After reading another post, where I mentioned I only have two methods for coffee (espresso and Aeropress) I thought I should give pour over a go, so I have just order one of the decanter style V60's (500ml) which I think takes the 02 papers. I now need a pour over kettle to use with it. I am looking at the Hario ones and see there is a 1 litre and a 1.2 litre version. Ok to go with the smaller one, or is there some benefit with the larger size?


----------



## The Systemic Kid (Nov 23, 2012)

02 papers are the right ones for 2/3 cup V60. As for kettles, unless you are brewing a litre of coffee, the one litre is fine for most purposes.


----------



## Rhys (Dec 21, 2014)

I'm not sure what size my kettle is (it's a Chinese thing, and was a pressie) but if it isn't an electric one, a larger one will keep a stable temp for longer due to the mass of water in it.


----------



## Wobin19 (Mar 19, 2013)

Ok, I went for the 1.2l Hario as it was quite reasonable on Amazon and it delivered today with the Prime thingy, whoopee!. So, all kitted out now with the decanter style brewer and the kettle. I came home for lunch today so had a chance to give it a quick go. I attempted the Matt Perger method as demonstrated on youtube using 20g of the LSOL from Foundry.
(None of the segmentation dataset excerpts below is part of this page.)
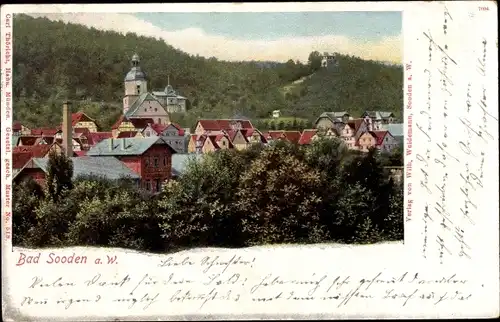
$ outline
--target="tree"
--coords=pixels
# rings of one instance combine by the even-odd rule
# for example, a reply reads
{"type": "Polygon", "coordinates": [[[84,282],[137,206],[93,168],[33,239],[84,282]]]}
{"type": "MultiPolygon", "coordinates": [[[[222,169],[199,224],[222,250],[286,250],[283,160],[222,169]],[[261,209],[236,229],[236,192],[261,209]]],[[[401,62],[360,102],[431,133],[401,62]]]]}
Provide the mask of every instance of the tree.
{"type": "Polygon", "coordinates": [[[51,151],[47,164],[47,191],[49,197],[57,201],[64,190],[73,187],[73,161],[63,153],[51,151]]]}
{"type": "Polygon", "coordinates": [[[277,130],[284,130],[285,129],[285,122],[283,120],[280,120],[278,122],[278,126],[276,127],[277,130]]]}
{"type": "Polygon", "coordinates": [[[240,179],[236,209],[248,245],[319,242],[326,231],[319,222],[320,176],[286,143],[262,151],[240,179]]]}
{"type": "Polygon", "coordinates": [[[310,70],[312,72],[315,72],[318,69],[320,69],[322,60],[323,60],[323,56],[318,51],[311,52],[309,54],[309,58],[307,60],[310,70]]]}
{"type": "Polygon", "coordinates": [[[161,229],[167,245],[238,246],[241,228],[234,210],[235,191],[246,162],[234,150],[191,160],[159,200],[161,229]]]}
{"type": "Polygon", "coordinates": [[[38,183],[29,177],[14,185],[12,193],[12,242],[14,245],[30,246],[28,234],[36,226],[35,209],[43,199],[43,190],[38,183]]]}

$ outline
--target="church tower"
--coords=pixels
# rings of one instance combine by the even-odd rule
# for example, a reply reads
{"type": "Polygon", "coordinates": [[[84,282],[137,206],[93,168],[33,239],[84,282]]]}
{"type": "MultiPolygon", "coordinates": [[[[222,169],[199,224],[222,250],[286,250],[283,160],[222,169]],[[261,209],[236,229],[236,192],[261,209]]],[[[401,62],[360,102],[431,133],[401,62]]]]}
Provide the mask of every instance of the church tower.
{"type": "Polygon", "coordinates": [[[134,104],[139,95],[148,92],[146,73],[139,66],[139,55],[132,56],[132,68],[125,76],[125,97],[123,98],[123,114],[134,104]]]}

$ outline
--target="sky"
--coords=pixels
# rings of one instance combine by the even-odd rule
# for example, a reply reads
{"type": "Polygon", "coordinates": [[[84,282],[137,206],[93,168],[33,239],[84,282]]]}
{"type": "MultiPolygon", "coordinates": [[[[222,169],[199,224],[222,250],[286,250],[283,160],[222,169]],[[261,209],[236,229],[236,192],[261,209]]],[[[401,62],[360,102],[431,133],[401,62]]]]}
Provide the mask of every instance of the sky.
{"type": "Polygon", "coordinates": [[[402,62],[400,12],[186,12],[31,14],[163,39],[221,60],[307,61],[313,50],[402,62]]]}

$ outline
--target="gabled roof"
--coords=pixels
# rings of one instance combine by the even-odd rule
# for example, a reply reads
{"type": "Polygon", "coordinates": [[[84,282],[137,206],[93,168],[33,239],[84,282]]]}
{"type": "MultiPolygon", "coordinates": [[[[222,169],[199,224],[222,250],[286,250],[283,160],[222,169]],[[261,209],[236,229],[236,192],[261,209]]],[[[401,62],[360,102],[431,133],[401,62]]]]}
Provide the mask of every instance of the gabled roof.
{"type": "Polygon", "coordinates": [[[242,129],[253,129],[252,122],[249,120],[242,119],[216,119],[216,120],[199,120],[198,124],[201,124],[206,131],[222,131],[222,130],[232,130],[231,124],[233,122],[239,122],[242,129]]]}
{"type": "Polygon", "coordinates": [[[158,102],[158,99],[153,94],[151,94],[151,93],[142,93],[135,100],[134,104],[132,104],[132,106],[130,106],[130,108],[128,109],[127,113],[125,114],[125,117],[126,118],[132,117],[137,112],[137,110],[142,105],[142,103],[144,103],[146,101],[158,102]]]}
{"type": "Polygon", "coordinates": [[[38,138],[40,136],[20,136],[17,143],[19,145],[34,145],[38,138]]]}
{"type": "Polygon", "coordinates": [[[384,138],[387,135],[391,135],[387,131],[371,131],[371,134],[377,140],[377,145],[381,145],[384,142],[384,138]]]}
{"type": "Polygon", "coordinates": [[[382,120],[389,117],[394,117],[394,113],[385,111],[366,111],[363,115],[368,115],[372,119],[382,120]]]}
{"type": "Polygon", "coordinates": [[[47,144],[52,144],[55,142],[55,137],[53,136],[41,136],[41,139],[43,139],[47,144]]]}
{"type": "Polygon", "coordinates": [[[172,153],[175,150],[163,139],[152,136],[146,138],[121,138],[105,139],[90,148],[88,156],[124,156],[124,155],[142,155],[154,144],[164,144],[168,146],[172,153]]]}
{"type": "Polygon", "coordinates": [[[209,135],[208,138],[210,139],[210,141],[212,142],[212,144],[214,145],[215,148],[217,149],[220,149],[220,142],[222,140],[222,138],[226,138],[227,141],[228,141],[228,147],[229,148],[233,148],[233,143],[231,142],[231,139],[229,138],[229,136],[227,134],[216,134],[216,135],[209,135]]]}
{"type": "Polygon", "coordinates": [[[318,132],[318,130],[316,130],[316,129],[302,131],[302,134],[301,134],[300,140],[299,140],[299,144],[310,144],[313,136],[315,136],[317,132],[318,132]]]}
{"type": "MultiPolygon", "coordinates": [[[[168,127],[168,125],[167,124],[153,123],[153,124],[149,124],[146,128],[148,128],[148,127],[150,127],[156,133],[156,135],[160,135],[168,127]]],[[[144,128],[144,130],[146,130],[146,128],[144,128]]]]}
{"type": "Polygon", "coordinates": [[[59,129],[41,127],[37,129],[31,129],[31,135],[55,135],[58,131],[59,129]]]}
{"type": "Polygon", "coordinates": [[[270,138],[272,140],[276,140],[276,139],[279,139],[279,138],[284,139],[285,135],[283,134],[283,131],[268,131],[266,139],[267,138],[270,138]]]}
{"type": "Polygon", "coordinates": [[[392,136],[404,136],[403,123],[384,124],[382,125],[382,128],[391,132],[392,136]]]}
{"type": "Polygon", "coordinates": [[[186,170],[189,161],[199,161],[201,158],[203,158],[203,154],[178,153],[172,155],[172,176],[181,175],[186,170]]]}
{"type": "Polygon", "coordinates": [[[118,134],[117,138],[134,138],[137,135],[137,131],[123,131],[118,134]]]}
{"type": "Polygon", "coordinates": [[[183,135],[184,135],[184,132],[185,132],[185,131],[184,131],[184,129],[183,129],[183,128],[179,125],[179,124],[177,124],[177,123],[173,123],[173,122],[170,122],[170,123],[166,126],[166,128],[167,128],[167,127],[169,127],[170,125],[171,125],[171,126],[173,126],[173,127],[175,127],[175,128],[179,131],[179,136],[183,136],[183,135]]]}
{"type": "Polygon", "coordinates": [[[109,139],[111,137],[113,137],[113,133],[111,132],[91,132],[87,134],[89,145],[95,145],[102,140],[109,139]]]}
{"type": "Polygon", "coordinates": [[[347,117],[350,117],[350,114],[347,113],[346,111],[342,111],[342,112],[324,112],[324,113],[321,113],[321,115],[316,119],[316,121],[314,122],[314,124],[318,123],[318,121],[322,118],[328,118],[330,119],[330,121],[332,121],[333,123],[336,123],[336,122],[343,122],[342,120],[342,117],[344,116],[347,116],[347,117]]]}
{"type": "MultiPolygon", "coordinates": [[[[71,114],[71,125],[75,126],[79,122],[94,122],[95,123],[95,120],[83,112],[76,112],[76,113],[71,114]]],[[[61,126],[62,126],[62,123],[61,123],[61,126]]]]}
{"type": "MultiPolygon", "coordinates": [[[[73,161],[73,178],[79,176],[95,175],[105,177],[110,180],[121,178],[140,179],[139,175],[130,170],[123,162],[114,157],[72,157],[73,161]]],[[[32,167],[39,168],[43,172],[47,172],[49,158],[34,158],[32,159],[32,167]]],[[[22,173],[19,171],[17,175],[22,173]]]]}
{"type": "Polygon", "coordinates": [[[300,131],[283,131],[283,135],[292,143],[299,143],[301,137],[300,131]]]}
{"type": "Polygon", "coordinates": [[[140,117],[126,117],[121,115],[118,120],[113,124],[111,127],[113,130],[116,130],[120,127],[120,125],[123,122],[130,122],[132,123],[132,126],[137,128],[137,129],[144,129],[147,127],[149,124],[154,124],[154,121],[152,118],[140,118],[140,117]]]}
{"type": "Polygon", "coordinates": [[[365,119],[354,119],[354,120],[349,120],[347,121],[347,125],[349,125],[349,127],[351,129],[353,129],[354,133],[358,133],[358,130],[359,128],[361,127],[361,125],[365,122],[365,119]]]}
{"type": "Polygon", "coordinates": [[[16,146],[12,152],[28,152],[31,153],[31,157],[33,158],[43,158],[49,153],[53,144],[37,144],[37,145],[28,145],[28,146],[16,146]]]}
{"type": "Polygon", "coordinates": [[[90,130],[88,128],[86,128],[86,127],[75,127],[73,129],[73,132],[75,132],[75,134],[76,133],[81,133],[81,134],[87,135],[87,134],[90,133],[90,130]]]}
{"type": "Polygon", "coordinates": [[[122,124],[123,120],[126,120],[125,116],[120,115],[120,117],[118,117],[118,120],[116,120],[115,124],[113,124],[111,129],[116,130],[117,128],[119,128],[120,124],[122,124]]]}
{"type": "Polygon", "coordinates": [[[21,169],[31,160],[30,152],[13,152],[12,153],[12,169],[21,169]]]}

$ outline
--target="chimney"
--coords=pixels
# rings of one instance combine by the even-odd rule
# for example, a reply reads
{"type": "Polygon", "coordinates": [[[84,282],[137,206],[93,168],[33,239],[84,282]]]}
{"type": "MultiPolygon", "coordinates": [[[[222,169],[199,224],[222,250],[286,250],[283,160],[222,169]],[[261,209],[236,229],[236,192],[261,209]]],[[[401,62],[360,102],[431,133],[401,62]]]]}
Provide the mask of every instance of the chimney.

For a first attempt, I didn't do too bad in that I got a drinkable brew and the bed was flat, but I definitely need to play and learn this new palaver. Really looking forward to lots of practice. Getting the grind and the pour technique, along with the right flow and output is going to take some time. Need to have a good look through the brew section to get some more tips now!


----------



## The Systemic Kid (Nov 23, 2012)

supremeweb said:


> Can I brew coffee on gas, will it be nicer taste?


???


----------



## Dallah (Jan 31, 2015)

I have that decanter and use a one litre kettle. A Yoshikawa. Much more attractive and easier to control than the Hario kettle.


----------



## Dallah (Jan 31, 2015)

Depending upon the kettle, you can put the kettle on a gas hob to boil the water. My Yoshikawa can go on the hob. I have been told the Hario can go on the hob but the coating on the bottom starts to come off if the kettle is allowed to boil dry.


----------